Someone asked us about how to find documents, which contain emails. One possible solution is to write function
CREATE OR REPLACE FUNCTION document_token_types(text) RETURNS _text AS $$ SELECT ARRAY ( SELECT DISTINCT alias FROM ts_token_type('default') AS tt, ts_parse('default', $1) AS tp WHERE tt.tokid = tp.tokid ); $$ LANGUAGE SQL immutable; arxiv=# select document_token_types(title) from papers limit 10; document_token_types --------------------------------------------------------------- {asciihword,asciiword,blank,hword_asciipart} {asciiword,blank} {asciiword,blank} {asciiword,blank} {asciiword,blank} {asciiword,blank,float,host} {asciiword,blank} {asciihword,asciiword,blank,hword_asciipart,int,numword,uint} {asciiword,blank} {asciiword,blank} (10 rows)
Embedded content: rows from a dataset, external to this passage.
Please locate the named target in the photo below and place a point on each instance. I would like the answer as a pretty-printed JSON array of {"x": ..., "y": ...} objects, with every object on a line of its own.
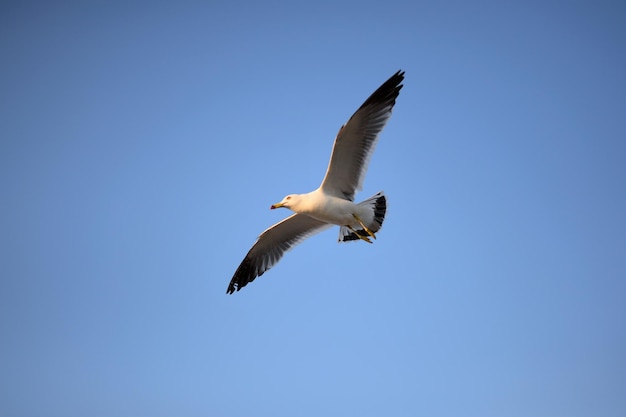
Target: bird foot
[{"x": 369, "y": 232}]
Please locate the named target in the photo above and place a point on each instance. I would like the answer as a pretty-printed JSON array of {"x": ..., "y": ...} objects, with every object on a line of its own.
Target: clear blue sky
[{"x": 141, "y": 148}]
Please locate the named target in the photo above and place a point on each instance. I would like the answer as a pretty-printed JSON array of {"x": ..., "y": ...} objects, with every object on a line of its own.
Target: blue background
[{"x": 142, "y": 144}]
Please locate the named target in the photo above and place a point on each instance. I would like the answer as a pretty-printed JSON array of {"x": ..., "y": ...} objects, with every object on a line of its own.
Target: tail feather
[{"x": 378, "y": 203}]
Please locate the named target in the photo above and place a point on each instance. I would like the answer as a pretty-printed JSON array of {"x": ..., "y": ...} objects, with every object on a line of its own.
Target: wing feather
[
  {"x": 356, "y": 140},
  {"x": 272, "y": 245}
]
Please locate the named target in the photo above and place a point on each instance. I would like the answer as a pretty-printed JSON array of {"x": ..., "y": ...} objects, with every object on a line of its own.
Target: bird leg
[
  {"x": 365, "y": 238},
  {"x": 369, "y": 232}
]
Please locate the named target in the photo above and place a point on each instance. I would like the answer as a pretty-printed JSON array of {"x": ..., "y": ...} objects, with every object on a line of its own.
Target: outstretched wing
[
  {"x": 356, "y": 140},
  {"x": 272, "y": 245}
]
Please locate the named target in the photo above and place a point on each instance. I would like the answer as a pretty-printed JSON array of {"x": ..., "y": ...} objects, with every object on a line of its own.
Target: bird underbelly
[{"x": 335, "y": 211}]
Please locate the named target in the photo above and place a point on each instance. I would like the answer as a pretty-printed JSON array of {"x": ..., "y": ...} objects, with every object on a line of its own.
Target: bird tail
[{"x": 378, "y": 206}]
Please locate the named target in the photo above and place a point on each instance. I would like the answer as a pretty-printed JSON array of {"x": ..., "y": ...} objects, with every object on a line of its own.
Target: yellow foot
[
  {"x": 369, "y": 232},
  {"x": 365, "y": 238}
]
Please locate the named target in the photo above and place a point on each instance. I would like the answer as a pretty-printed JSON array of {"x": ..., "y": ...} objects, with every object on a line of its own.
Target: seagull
[{"x": 333, "y": 202}]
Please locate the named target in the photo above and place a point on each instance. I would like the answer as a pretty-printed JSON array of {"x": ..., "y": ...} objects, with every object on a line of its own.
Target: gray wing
[
  {"x": 356, "y": 140},
  {"x": 272, "y": 245}
]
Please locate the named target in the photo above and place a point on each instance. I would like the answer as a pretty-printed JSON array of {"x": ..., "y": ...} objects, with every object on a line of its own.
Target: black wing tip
[
  {"x": 388, "y": 91},
  {"x": 243, "y": 276}
]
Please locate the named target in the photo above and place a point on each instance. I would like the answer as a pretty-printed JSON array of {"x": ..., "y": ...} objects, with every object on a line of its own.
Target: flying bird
[{"x": 333, "y": 202}]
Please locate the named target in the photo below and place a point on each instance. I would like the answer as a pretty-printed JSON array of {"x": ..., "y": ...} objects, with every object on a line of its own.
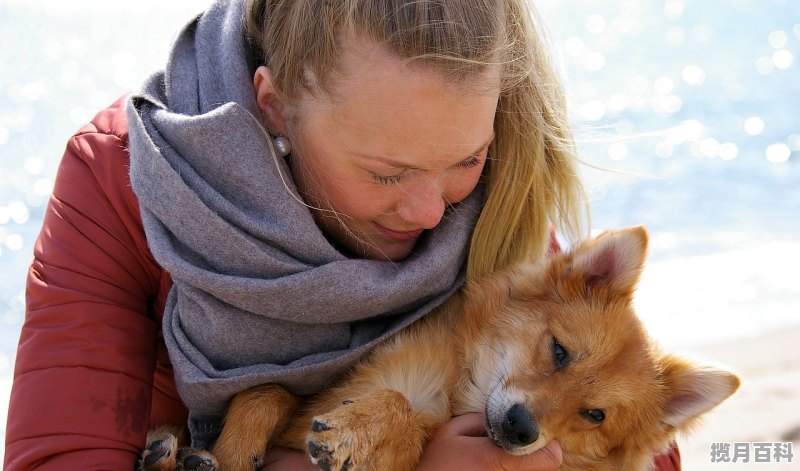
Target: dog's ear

Now we can create functional GIN index on document (which can be any combination of text fields) to speedup search.
create index fts_types_idx on papers using gin( document_token_types (comment) );
Find all documents with urls
explain analyze select comment from papers where document_token_types(comment) && '{url}'; Bitmap Heap Scan on papers (cost=40.80..8135.97 rows=2098 width=67) (actual time=6.811..27.679 rows=15483 loops=1) Recheck Cond: (document_token_types(comment) && '{url}'::text[]) -> Bitmap Index Scan on fts_types_idx (cost=0.00..40.28 rows=2098 width=0) (actual time=3.820..3.820 rows=15483 loops=1) Index Cond: (document_token_types(comment) && '{url}'::text[]) Total runtime: 33.124 ms
The list of available token types, supported by parser is available as
arxiv=# select * from ts_token_type('default');